When this initial response led to still louder protest, a further clarification was forthcoming. The problem now appears to be that the declaration could lead to putting homosexuals on the same statutory “level” as other people, which they point out, not even France, the proposer of the motion, does. This is just opening a collective mouth to change feet.

As with marriage, the declaration is NOT about legal equality – else why would France be proposing a motion they do not comply with themselves? The Vatican’s two responses so far are no more than evasive smokescreens. They have repeatedly made sanctimonious statements supporting “compassion” and opposing “injustice” against homosexuals, but are singularly incapable of translating this into concrete terms. The motion proposed was simply an exploratory declaration. The minimum just response we might have expected from the Vatican would have been a statement of support in principle, coupled with explanations of their reservations. (I leave aside at present the obvious question: why should we not have full legal equality?).
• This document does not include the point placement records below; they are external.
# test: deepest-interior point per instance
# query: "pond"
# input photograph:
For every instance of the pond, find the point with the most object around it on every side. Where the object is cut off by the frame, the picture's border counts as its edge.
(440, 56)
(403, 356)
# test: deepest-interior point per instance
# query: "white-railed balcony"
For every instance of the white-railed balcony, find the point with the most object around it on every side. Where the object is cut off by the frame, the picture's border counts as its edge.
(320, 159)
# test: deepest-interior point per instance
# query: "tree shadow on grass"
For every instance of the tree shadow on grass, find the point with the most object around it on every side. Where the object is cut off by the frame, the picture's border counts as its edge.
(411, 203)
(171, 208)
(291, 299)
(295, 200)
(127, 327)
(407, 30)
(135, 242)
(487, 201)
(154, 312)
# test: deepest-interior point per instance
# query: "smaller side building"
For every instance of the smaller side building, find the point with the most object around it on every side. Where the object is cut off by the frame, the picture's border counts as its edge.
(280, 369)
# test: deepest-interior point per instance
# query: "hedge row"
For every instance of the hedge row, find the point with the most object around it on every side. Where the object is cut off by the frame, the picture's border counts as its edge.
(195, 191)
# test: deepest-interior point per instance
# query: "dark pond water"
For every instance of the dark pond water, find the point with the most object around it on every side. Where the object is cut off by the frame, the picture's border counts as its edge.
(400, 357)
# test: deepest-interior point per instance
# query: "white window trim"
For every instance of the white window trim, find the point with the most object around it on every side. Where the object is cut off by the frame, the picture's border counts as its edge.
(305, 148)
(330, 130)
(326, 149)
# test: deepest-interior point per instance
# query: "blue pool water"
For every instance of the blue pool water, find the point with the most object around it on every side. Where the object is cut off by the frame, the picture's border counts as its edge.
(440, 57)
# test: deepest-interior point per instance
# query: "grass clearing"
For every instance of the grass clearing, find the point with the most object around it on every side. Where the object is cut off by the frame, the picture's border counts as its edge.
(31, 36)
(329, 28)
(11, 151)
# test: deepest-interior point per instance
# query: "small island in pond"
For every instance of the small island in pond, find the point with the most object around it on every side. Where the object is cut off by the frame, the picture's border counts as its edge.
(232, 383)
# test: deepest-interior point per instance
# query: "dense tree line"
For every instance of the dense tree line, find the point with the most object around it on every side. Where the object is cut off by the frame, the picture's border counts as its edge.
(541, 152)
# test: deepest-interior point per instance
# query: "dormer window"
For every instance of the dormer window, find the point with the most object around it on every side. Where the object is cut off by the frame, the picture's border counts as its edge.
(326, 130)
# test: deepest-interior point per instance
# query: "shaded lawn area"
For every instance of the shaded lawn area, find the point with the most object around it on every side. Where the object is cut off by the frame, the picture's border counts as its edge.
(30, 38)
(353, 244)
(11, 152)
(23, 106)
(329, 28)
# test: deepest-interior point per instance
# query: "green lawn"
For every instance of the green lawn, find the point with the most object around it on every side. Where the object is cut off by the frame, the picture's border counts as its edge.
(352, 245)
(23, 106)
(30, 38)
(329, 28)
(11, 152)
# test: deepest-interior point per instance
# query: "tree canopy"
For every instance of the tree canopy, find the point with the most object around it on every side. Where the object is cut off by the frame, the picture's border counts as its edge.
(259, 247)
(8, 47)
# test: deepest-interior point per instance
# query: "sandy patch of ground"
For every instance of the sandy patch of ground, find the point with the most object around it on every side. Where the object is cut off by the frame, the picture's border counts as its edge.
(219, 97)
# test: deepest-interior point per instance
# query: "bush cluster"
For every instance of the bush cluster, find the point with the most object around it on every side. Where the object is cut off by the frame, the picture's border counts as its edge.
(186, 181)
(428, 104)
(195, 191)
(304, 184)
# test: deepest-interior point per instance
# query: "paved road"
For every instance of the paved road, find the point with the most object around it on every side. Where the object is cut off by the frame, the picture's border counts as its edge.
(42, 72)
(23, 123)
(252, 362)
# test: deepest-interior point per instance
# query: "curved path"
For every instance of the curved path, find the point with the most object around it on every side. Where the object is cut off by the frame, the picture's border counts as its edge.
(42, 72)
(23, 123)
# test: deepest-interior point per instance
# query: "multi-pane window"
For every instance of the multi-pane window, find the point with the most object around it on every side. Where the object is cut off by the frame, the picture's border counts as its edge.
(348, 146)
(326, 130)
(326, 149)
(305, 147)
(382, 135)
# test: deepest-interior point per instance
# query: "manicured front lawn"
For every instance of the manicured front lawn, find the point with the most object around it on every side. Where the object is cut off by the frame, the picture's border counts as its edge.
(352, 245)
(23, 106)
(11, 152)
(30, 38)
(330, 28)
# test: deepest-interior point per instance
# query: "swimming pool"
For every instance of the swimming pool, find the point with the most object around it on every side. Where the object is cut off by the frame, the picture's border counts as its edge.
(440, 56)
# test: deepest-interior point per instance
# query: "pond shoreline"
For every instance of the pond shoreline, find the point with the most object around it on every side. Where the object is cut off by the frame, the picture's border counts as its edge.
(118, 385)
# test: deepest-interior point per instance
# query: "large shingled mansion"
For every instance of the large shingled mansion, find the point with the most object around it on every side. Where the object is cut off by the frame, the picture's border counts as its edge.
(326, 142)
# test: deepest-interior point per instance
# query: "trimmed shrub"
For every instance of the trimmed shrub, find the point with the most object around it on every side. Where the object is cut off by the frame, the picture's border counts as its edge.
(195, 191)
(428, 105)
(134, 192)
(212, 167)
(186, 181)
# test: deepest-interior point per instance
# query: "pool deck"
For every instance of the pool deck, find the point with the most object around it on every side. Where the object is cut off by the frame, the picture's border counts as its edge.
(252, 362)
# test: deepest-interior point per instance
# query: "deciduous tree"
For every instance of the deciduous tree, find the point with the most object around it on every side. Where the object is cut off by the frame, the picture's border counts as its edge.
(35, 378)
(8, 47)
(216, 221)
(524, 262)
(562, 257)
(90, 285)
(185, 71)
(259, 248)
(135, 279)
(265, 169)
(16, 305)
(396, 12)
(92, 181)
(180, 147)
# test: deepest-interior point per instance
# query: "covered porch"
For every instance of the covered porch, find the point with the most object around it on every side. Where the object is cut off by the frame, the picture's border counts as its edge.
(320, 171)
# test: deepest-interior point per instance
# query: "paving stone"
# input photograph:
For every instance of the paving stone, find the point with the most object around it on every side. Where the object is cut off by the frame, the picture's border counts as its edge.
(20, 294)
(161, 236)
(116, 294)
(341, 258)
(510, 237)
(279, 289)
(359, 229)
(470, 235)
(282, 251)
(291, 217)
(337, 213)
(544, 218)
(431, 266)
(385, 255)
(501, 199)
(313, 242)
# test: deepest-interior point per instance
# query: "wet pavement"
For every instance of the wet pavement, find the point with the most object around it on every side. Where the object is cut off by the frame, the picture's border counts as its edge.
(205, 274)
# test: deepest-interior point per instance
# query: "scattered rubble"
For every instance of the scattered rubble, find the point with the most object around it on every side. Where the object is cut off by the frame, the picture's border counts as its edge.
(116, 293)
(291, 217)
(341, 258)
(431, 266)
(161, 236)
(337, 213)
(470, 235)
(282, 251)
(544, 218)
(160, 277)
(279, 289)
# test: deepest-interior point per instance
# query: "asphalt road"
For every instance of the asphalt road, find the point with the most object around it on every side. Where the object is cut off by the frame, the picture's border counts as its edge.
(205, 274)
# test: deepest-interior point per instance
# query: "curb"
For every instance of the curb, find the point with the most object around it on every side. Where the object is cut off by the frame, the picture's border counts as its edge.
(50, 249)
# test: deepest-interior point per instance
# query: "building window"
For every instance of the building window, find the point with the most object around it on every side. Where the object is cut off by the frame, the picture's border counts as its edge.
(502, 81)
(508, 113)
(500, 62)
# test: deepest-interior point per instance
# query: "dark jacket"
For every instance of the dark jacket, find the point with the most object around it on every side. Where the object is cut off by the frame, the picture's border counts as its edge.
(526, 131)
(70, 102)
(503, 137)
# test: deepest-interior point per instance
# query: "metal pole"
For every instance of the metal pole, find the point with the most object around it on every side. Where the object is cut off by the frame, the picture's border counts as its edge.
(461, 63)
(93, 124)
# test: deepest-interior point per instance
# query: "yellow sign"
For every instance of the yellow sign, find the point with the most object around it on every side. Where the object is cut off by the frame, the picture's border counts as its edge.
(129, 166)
The Vatican has an appalling record on LGBT and other sexual minorities. Their hostility is not justified in Scripture, nor in the practice of the early church. A number of saints are now known to have had same sex lovers, or other intimate companions – as do a significant proportion of clergy, at all levels, today. But during the course of history, an initial acceptance became toleration, to hostility, to outright persecution, leading to prejudice, violence, and murder – directly by burning under the Inquisition, indirectly by feeding a frenzy of public hostility and secular legal oppression.

They have backtracked from these past excesses, claiming to oppose “injustice”. But they still declare the “condition” to be “morally disordered”: a statement which, by completely ignoring plain facts of history, biology and social sciences, is itself morally disordered. Further, for this declaration they continue to align themselves with those countries which even today, still have a death penalty for homosexuals. The hypocrisy is breathtaking.

Until they can fully and frankly acknowledge and apologise their past iniquities against gay and other minorities, and realign themselves unequivocally on the side of simple justice, we must reject their flimsy excuses, and continue to hold them to account.